This is Piki, the brilliant new teen drama on Māori Television, begins and ends with Snapchat-style screens. In the first, the titular protagonist Piki smiles shyly, jokes about her lack of followers and alternates between earnestness, vulnerability and bravado the way teens naturally do.
By the episode's end she's collapsed in her bedroom, feeling an unbearable loneliness, and the Snapchat caption yearns for an absent - presumably dead - mother, who never will fill that void.
Hinerauwhiri Paki plays Piki Johnson and is shockingly good, a newcomer both assured and capable of brilliant subtlety. Johnson has recently moved to Rotorua, where she lives with her boozy nana and attempts to find a way to live and be and grow up. The Kapua family run a local kapa haka group for tourists, and Johnson - playing a role which mirrors her real life job - works alongside the family's children on stage and at the parents' direction.
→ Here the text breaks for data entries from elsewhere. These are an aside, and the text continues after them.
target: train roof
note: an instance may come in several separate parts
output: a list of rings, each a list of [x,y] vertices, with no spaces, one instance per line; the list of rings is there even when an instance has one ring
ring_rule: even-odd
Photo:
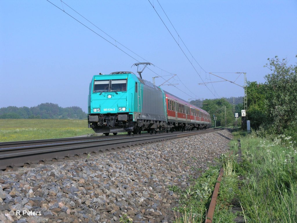
[[[186,101],[185,101],[184,100],[181,99],[181,98],[178,98],[178,97],[176,97],[176,96],[173,95],[172,94],[170,94],[169,92],[166,91],[164,90],[163,90],[164,91],[164,92],[166,94],[166,96],[167,96],[167,95],[168,95],[170,96],[170,98],[173,98],[173,99],[174,99],[175,100],[176,100],[177,101],[179,101],[180,102],[181,102],[183,104],[185,104],[187,105],[189,107],[192,107],[192,108],[195,108],[196,109],[197,109],[199,110],[200,110],[201,111],[205,112],[206,113],[207,113],[208,114],[208,112],[206,111],[204,111],[201,108],[199,108],[199,107],[197,107],[197,106],[195,106],[194,105],[191,104],[189,102]]]

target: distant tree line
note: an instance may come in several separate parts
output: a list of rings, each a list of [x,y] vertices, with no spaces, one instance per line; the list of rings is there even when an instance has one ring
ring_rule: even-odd
[[[62,108],[56,104],[45,103],[29,108],[9,106],[0,108],[1,119],[86,119],[87,114],[77,106]]]
[[[297,65],[277,56],[268,59],[264,67],[271,73],[265,83],[248,83],[248,119],[262,136],[285,134],[297,142]]]
[[[243,109],[243,97],[234,97],[236,113],[241,114],[241,110]],[[208,112],[211,117],[213,125],[214,125],[214,116],[216,117],[216,124],[217,126],[225,126],[225,106],[226,106],[227,126],[233,125],[234,117],[233,114],[233,98],[206,99],[203,101],[200,100],[195,100],[191,101],[190,103]]]

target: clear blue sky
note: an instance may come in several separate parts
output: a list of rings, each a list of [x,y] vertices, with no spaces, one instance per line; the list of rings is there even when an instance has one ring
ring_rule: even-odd
[[[248,81],[263,82],[269,72],[263,67],[268,58],[277,55],[291,64],[297,60],[296,0],[159,0],[180,38],[158,1],[150,0],[197,73],[148,0],[63,0],[112,38],[59,0],[49,0],[135,59],[46,0],[2,0],[0,107],[51,102],[87,112],[93,75],[137,73],[131,66],[144,59],[156,66],[145,70],[143,78],[152,81],[157,76],[153,71],[165,79],[170,77],[167,72],[177,74],[169,81],[179,84],[162,87],[185,100],[242,96],[243,89],[230,83],[198,85],[198,74],[206,82],[223,80],[208,72],[245,72]],[[239,75],[215,74],[232,81]],[[235,83],[243,84],[243,75]]]

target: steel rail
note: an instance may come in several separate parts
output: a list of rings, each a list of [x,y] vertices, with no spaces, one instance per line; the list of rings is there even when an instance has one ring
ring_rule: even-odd
[[[0,169],[20,167],[70,157],[89,153],[131,146],[146,143],[171,139],[193,135],[206,133],[221,129],[183,132],[140,136],[80,142],[59,142],[42,145],[0,149]]]
[[[203,130],[202,130],[203,131]],[[179,132],[180,131],[177,131],[176,132]],[[158,133],[158,134],[162,134],[163,133]],[[142,133],[141,135],[149,135],[150,133]],[[7,148],[10,147],[15,147],[16,146],[18,147],[33,146],[37,145],[45,145],[48,144],[54,144],[58,142],[64,143],[71,142],[80,142],[81,141],[87,141],[89,140],[103,139],[110,139],[112,138],[118,139],[119,138],[130,137],[131,136],[135,136],[140,135],[139,134],[119,134],[116,135],[111,135],[108,136],[88,136],[78,137],[71,137],[66,138],[60,138],[58,139],[38,139],[36,140],[29,140],[25,141],[15,141],[10,142],[0,142],[0,149]]]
The latter are the thinnest characters on This is Piki, a stern patriarch and indulgent matriarch. That those cliches are common enough in real life doesn't prevent them from feeling under-developed. But the adults are really bit-players in a show which is all about the teenagers and young people around whom the plot pivots. They speak in an endearing mix of te reo and English - "I could help him find his taiaha," says one with a filthy laugh - which even Paki acknowledged as ringing somewhat false in an interview: "I don't know anybody who talks like that."